Today, something snapped. I read news reports about Ben Roethlisberger’s recent “alleged” sexual assault. It disgusted me. He used bodyguards to force a college girl into a bathroom where he coerced her to have sex against her will. She was so drunk that her story lacked the consistency necessary for prosecution. She got scared of the media crush and asked that the DA decide not to prosecute. The DA declined to file charges.
But the story is pretty clear. Ben Roethlisberger brutalized a young lady and got away with it. Here’s what really ticks me off. Ben came into the NFL with a strong Christian testimony. I assumed he would follow in the footsteps of Kurt Warner as a God-honoring man of integrity. Somewhere along the line, Ben lost his way and I am sorry for that.
But I won’t be cheering for him any more, nor the team that puts him on the field. My integrity could be called into question on this if he played for the Raiders, or the Redskins, or in baseball for the despicable Boston Red Sox, or played basketball for the Lakers (he’d fit right in), or one of the other “axis of evil” teams. But I’ve been a Steelers’ fan since the days of Terry Bradshaw and the Steel Curtain. I cheered against them in their last Super Bowl only because I have a severe, brother-in-Christ, man-crush on Kurt Warner. But I have been a Ben Roethlisberger fan for a long time. Not any more.
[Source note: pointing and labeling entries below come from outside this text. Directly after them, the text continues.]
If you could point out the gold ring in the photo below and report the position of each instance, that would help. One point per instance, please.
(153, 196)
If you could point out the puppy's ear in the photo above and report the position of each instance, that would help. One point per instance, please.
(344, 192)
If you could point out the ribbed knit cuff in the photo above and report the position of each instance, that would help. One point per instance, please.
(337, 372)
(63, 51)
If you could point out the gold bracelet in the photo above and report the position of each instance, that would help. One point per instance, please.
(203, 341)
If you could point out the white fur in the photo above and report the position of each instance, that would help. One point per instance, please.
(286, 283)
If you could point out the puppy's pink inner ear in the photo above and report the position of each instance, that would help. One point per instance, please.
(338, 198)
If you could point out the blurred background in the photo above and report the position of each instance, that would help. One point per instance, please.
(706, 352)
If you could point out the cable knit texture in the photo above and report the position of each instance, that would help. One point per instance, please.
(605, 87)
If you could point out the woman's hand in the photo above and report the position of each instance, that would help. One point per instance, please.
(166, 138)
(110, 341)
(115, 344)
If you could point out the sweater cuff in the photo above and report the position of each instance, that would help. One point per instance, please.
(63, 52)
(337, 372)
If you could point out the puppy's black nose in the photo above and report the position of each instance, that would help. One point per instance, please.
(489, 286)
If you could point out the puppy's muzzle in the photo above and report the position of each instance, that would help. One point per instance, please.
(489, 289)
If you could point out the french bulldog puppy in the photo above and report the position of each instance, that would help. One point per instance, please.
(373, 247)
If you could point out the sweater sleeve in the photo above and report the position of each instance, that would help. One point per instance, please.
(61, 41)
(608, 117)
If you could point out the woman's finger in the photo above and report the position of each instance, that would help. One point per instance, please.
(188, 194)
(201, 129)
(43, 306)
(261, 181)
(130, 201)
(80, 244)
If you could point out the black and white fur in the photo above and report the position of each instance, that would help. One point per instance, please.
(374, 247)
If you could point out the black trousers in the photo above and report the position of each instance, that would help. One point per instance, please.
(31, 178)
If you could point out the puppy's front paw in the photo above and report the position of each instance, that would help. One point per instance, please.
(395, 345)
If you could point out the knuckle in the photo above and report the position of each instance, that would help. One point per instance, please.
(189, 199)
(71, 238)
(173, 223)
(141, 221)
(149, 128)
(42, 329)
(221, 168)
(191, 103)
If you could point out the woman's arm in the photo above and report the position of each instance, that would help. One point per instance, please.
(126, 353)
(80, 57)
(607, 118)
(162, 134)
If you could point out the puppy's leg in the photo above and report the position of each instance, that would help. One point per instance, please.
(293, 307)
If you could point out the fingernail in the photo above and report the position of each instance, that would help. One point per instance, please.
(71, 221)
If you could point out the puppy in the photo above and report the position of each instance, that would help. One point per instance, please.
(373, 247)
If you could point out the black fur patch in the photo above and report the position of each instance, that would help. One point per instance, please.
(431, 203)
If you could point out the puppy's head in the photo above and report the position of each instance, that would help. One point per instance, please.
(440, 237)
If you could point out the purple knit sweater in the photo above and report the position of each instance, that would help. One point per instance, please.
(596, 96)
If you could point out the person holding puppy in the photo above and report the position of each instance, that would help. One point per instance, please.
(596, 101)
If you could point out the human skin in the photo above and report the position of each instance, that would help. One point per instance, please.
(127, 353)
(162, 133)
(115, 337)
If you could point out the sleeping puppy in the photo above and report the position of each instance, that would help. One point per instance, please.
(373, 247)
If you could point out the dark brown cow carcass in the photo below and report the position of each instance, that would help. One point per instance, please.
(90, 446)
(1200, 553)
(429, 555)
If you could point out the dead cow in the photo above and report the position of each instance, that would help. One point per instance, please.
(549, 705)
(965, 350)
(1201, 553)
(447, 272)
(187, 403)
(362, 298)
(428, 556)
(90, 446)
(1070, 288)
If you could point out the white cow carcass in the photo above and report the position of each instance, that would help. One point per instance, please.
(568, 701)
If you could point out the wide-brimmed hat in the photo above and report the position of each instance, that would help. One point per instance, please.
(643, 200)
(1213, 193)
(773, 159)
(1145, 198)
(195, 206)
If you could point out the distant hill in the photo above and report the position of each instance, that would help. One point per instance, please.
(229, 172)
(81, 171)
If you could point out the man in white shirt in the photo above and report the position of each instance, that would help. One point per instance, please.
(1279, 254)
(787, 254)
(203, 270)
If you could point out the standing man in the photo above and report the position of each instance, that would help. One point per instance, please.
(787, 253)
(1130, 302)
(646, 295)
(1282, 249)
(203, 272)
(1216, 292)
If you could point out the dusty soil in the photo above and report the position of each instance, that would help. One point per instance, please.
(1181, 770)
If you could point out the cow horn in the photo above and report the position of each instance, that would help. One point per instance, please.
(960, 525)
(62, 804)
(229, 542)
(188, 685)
I’ve cheered for Tiger Woods since I watched the last of his three US Amateur Open championships fifteen years ago. I was a huge fan. I have cheered against Phil Mickelson – something about him just annoyed me. But while Tiger was out there chasing every nubile female in the western hemisphere, Phil was standing by his wife’s side as she went through treatment for cancer. Suddenly, he doesn’t seem so annoying. I still find myself pulling for Tiger. Its an old habit. But now I feel a little ashamed about it.
I cheered for Mark McGwire – oh, I loved watching him hit those home runs. Now, we know that each of those home runs was tainted by the steroids coursing through his veins.
My daughter kept telling me all through the Summer Olympics that one day I would have to call her Mrs. Michael Phelps – right up until the moment he got his picture snapped smoking a joint.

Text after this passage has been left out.